Ernst Leonhardt (September 25, 1885 – March 26, 1945) was an American-born Swiss military figure and pro-Nazi politician.

== Biography ==

Ernst Leonhardt was born to a German-born Swiss father on September 25, 1885, in Tracy City, Grundy County, Tennessee, United States. Leonhardt moved to Switzerland at an early age to attend school at Basel, before joining the Swiss Army, where he rose to the rank of major.

Leonhardt became involved in politics in 1932 when he joined the National Front, and before long he had risen to the rank of Gauführer (equivalent to Gauleiter) in both Basel-City and the Canton of Solothurn. However he clashed with his superiors and in 1933 he left the Front and set up his own Volksbund with fellow dissident Emil Sonderegger. The group was dominated by the forceful personality of Leonhardt, a strong factor in its failure to attract much of a following. He also founded the Schweizerische Gesellschaft der Freunde einer autoritären Demokratie (SGAD) (Swiss Society of Friends of an Authoritarian Democracy) in 1938 (a group officially banned in 1940, although in existence until 1941), whilst he was also a member of Franz Burri's Nationalsozialistischer Schweizerbund and Nationalsozialistische Bewegung in der Schweiz.

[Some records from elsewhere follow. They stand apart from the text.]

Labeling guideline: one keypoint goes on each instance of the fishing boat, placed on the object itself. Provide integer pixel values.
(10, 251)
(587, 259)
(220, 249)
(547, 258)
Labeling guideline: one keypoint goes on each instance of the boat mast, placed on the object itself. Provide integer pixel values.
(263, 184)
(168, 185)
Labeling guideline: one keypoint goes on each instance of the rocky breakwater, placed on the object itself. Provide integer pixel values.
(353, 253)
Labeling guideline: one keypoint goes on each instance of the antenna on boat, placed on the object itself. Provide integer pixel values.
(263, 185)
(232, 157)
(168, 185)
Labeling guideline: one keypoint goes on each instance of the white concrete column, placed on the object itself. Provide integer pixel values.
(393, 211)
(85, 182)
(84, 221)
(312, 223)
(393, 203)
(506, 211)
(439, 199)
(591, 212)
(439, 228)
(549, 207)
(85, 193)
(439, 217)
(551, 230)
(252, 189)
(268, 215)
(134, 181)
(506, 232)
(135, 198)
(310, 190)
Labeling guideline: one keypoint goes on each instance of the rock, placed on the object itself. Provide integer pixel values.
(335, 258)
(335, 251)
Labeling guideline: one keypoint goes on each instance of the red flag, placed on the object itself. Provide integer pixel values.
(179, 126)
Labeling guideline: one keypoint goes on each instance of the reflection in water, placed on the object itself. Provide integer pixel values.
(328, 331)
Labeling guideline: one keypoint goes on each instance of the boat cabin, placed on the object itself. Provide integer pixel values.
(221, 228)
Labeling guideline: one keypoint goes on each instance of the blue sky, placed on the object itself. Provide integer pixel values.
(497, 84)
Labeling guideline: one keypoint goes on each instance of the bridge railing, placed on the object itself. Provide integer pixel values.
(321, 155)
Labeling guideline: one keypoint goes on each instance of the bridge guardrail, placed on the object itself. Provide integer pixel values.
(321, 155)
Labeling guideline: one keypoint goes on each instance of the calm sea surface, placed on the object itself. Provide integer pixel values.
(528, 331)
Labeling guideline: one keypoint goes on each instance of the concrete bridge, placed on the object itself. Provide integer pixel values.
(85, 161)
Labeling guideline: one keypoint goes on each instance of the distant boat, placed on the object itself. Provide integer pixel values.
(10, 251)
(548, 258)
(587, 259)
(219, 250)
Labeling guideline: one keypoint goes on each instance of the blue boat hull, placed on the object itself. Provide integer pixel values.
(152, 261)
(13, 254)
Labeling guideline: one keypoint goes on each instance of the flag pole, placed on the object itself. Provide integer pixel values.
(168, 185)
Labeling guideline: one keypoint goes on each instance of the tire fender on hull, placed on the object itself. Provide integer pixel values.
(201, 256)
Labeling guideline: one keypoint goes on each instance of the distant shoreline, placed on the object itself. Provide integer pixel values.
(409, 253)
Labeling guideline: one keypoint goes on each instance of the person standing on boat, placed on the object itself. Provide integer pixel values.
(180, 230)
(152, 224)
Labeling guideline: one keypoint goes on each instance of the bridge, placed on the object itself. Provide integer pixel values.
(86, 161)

Although Leonhardt continued to be involved in Swiss pro-Nazi movements, he had in fact relocated to Germany in 1939 and continued his activism from there. He worked closely with Burri to distribute Nazi propaganda into Switzerland, whilst also recruiting volunteers for the SS and arguing for an Anschluss-style takeover of Switzerland by Hitler. Leonhardt's Swiss citizenship was revoked in 1943 due to this idea. In his absence, the Swiss courts found Leonhardt guilty of attacking the Swiss Confederation's independence and illegally recruiting for a foreign military (i. e. the SS), sentencing him to fifteen and a half years in prison. However, he remained free in Germany for the rest of his life, continuing to produce propaganda. He was killed in an air raid on March 26, 1945, in Oberndorf am Neckar, Rottweil (district), Baden-Württemberg, Germany.